An ML team is trying to ensure the reliability of the evaluation figure used in the model's final report. Which dataset is held back until the end, used neither for training nor for hyperparameter tuning, and used to evaluate the model's final generalization performance?

1 / 1
Select an answer
CorrectB

Explanation

A question about choosing the dataset for evaluating final generalization performance.

  • 1used neither for training nor for hyperparameter tuningNot used for either training or tuning
  • 2to evaluate the model's final generalization performanceFor the final evaluation = the test set
AIncorrect

The training (train) set

The training set is data for training the model's weights.

It is not the data held back for final evaluation, so this is incorrect.

BCorrect

The test (test) set

Correct. The test set is the data held back to the very end, used neither for training nor for hyperparameter tuning, and used once to evaluate the final generalization performance.

CIncorrect

The validation (validation) set

The validation set is data used during training for hyperparameter tuning and model selection.

It is not the data held back for final evaluation, so this is incorrect.

DIncorrect

A sampled subset of the training data

A subset of the training data is data the model saw during training, even if it is sampled.
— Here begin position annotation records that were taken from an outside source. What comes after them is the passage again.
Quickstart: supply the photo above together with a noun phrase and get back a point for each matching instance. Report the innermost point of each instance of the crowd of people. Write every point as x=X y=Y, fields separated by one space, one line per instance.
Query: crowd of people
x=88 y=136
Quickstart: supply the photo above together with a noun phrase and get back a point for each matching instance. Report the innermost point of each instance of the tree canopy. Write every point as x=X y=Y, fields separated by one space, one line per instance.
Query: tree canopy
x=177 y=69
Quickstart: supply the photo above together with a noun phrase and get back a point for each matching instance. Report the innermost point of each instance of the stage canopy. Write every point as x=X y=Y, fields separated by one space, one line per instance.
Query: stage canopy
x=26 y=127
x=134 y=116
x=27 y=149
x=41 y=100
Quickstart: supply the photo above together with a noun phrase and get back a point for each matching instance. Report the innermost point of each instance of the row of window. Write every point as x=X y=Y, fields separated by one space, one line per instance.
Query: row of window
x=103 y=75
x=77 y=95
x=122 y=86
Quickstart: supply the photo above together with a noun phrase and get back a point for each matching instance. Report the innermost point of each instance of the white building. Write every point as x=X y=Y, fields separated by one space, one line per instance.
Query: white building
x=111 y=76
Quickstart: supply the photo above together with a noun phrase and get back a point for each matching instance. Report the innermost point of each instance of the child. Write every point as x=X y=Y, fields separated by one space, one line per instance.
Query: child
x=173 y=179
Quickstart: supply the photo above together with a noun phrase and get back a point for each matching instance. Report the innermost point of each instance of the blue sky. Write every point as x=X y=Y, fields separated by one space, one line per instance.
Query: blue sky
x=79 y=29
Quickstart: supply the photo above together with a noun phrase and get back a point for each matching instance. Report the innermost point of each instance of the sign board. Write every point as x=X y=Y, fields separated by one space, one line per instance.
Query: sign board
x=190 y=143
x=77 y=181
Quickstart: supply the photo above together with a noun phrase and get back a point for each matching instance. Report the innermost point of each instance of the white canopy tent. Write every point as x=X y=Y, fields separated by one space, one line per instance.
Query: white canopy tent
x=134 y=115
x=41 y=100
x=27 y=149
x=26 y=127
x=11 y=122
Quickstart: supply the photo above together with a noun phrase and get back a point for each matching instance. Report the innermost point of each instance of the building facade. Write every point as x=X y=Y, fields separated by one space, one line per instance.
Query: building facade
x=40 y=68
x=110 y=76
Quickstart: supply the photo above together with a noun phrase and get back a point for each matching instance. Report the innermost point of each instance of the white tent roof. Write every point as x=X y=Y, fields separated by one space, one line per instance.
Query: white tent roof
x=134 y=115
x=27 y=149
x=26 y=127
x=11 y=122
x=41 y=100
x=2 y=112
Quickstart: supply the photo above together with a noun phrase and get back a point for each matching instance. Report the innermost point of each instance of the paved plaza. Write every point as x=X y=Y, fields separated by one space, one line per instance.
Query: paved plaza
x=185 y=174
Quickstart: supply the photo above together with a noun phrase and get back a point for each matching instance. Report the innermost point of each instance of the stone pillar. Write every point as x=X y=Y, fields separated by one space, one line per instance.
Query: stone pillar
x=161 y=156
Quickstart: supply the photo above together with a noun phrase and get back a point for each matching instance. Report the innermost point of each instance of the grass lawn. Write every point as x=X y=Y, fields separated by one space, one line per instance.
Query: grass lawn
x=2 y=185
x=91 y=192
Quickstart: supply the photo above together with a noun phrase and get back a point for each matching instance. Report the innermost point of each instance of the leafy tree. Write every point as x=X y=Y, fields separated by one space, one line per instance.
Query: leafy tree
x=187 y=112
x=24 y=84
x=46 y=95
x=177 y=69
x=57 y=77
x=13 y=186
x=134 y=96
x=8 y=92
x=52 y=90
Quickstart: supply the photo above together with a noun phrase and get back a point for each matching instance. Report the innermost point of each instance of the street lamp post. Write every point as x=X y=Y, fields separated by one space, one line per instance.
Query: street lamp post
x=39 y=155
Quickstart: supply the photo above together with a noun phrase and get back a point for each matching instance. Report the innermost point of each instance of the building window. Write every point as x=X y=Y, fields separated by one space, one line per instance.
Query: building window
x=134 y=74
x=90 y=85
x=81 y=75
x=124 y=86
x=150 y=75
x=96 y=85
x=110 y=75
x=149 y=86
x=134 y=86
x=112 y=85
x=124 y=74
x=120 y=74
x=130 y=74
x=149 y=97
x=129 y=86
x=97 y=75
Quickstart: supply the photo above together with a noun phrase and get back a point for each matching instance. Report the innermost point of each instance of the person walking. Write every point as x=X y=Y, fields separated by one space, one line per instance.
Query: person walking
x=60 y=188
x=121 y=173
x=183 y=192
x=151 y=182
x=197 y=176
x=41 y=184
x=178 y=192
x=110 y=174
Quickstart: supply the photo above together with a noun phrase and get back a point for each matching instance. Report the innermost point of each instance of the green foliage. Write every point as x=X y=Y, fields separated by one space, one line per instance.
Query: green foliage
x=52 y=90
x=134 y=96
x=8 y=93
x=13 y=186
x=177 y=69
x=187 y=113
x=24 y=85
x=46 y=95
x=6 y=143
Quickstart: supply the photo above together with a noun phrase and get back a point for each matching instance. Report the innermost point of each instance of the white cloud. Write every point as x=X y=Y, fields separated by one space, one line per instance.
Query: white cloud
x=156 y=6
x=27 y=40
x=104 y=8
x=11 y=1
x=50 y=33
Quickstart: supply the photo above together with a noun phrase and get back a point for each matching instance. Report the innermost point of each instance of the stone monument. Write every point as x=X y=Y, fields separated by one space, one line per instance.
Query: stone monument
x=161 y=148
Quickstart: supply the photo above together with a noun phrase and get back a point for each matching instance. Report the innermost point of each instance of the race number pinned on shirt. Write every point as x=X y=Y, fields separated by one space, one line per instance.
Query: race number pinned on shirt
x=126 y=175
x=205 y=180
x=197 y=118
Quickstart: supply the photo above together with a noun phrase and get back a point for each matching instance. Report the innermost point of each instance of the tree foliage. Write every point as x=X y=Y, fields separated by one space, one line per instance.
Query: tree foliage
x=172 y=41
Evaluation on data it has already seen becomes optimistic and cannot be used for final evaluation, so this is incorrect.

Key Takeaway

Note the correct answer, the test (test) set.
- Data held back to the very end, used neither for training nor for hyperparameter tuning, and used once to evaluate the final generalization performance.
- It reveals unbiased performance close to production.
The training set (training the weights), the validation set (comparing settings during training), and the feature store (storing features) are all not the dataset for final evaluation.